This is a guest post I did for The Oregonian. You can see the article on their website at this link.
The U.S. Department of Education requirement that Oregon and Washington use year-to-year changes in annual standardized test scores as the measure of student growth for teacher evaluation represents a serious violation of accepted standards of educational measurement practice. When the federal position was simply that student growth be a significant factor in teacher evaluation, a wide variety of acceptable options were available for states and local districts to be in compliance using high-quality practices. That is no longer true, and as a result, Oregon and Washington teachers and students will be harmed.
To understand the problem here, one must learn a bit about the nature of these standardized accountability tests. They are developed to sample broad domains of knowledge and long lists of achievement standards often spanning multiple grade levels. As a result, it is commonly the case that no single standard is tested with enough depth to support an inference about student mastery of it. Moreover, large numbers of standards or learning targets are not sampled at all. Further, they tend to rely on multiple-choice-test items to reduce scoring costs, thus severely restricting the learning targets that can be covered and leaving out many important ones. Finally, these accountability tests are never evaluated during development to determine in advance if they are even capable of detecting differences in the quality of instruction. So their sensitivity to differences in the quality of teaching is in question, and this should be a deal breaker in the context of teacher evaluation.
As a result of all of this, there is a high probability of misalignment between what is tested and the actual teaching responsibilities of any individual teacher. And even if there is alignment at some level, the samples of student performance are so thin as to prevent a confident judgment about students’ mastery of them. Under these circumstances, it is impossible to detect the effect of a teacher on the achievement of students.

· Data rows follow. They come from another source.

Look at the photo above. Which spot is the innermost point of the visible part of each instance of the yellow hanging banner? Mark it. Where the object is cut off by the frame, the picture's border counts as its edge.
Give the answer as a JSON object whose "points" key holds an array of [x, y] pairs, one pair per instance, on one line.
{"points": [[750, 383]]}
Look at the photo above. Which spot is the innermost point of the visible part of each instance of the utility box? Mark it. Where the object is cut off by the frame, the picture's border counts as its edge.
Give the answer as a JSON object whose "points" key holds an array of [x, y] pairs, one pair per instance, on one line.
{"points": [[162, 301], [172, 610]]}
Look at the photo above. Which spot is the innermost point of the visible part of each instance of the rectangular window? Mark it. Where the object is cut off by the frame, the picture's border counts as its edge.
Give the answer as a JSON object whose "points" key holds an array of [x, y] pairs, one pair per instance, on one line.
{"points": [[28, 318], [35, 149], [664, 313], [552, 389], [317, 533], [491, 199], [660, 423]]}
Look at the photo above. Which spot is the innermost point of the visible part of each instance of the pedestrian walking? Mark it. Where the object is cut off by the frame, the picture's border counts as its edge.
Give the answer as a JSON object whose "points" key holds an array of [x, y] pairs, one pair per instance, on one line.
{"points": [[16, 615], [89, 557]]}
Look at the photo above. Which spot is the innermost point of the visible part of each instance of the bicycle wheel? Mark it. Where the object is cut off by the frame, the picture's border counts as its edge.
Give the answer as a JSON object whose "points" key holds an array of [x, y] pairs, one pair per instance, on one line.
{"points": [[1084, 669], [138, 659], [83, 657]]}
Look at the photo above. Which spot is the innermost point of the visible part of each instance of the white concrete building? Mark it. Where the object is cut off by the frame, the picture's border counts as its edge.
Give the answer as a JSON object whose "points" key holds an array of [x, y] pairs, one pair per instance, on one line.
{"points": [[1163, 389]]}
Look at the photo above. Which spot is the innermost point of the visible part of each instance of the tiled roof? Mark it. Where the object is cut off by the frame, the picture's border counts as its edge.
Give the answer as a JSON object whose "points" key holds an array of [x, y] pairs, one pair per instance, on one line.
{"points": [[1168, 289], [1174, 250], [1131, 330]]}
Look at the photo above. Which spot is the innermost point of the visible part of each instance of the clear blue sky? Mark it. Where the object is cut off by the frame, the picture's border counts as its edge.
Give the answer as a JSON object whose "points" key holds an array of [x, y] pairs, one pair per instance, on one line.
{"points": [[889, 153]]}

But the problems don’t stop here. Next there is the issue of a year-long gap between pre and post testing required in order to track student growth using annual scores. During this span, a wide variety of factors can affect student learning that are clearly beyond the control of the teacher. This list includes the impact of a student’s previous teachers, learning ability, family background and home environment, the nature and abilities of classmates, etc. A strong body of research exists regarding the effects of these variables on student learning. The federal requirements would attribute any changes in student scores to the teacher and afford no opportunity for local educators to sort out the contributions of these confounding factors. Attempts to address this issue often employ “value added analysis” — a treatment of evidence that has been widely discredited in the technical measurement literature.
If Oregon and Washington meekly comply with these federal requirements, chances are that good teachers will be mislabeled as poor, and poor teachers will be misidentified as acceptable. Who suffers on both counts? Students.
Far superior options are available to our teachers and school leaders, and both states should put in place practices that promise access to them. The time has come to challenge the federal guidelines in this regard and demand that the architects of those guidelines defend them.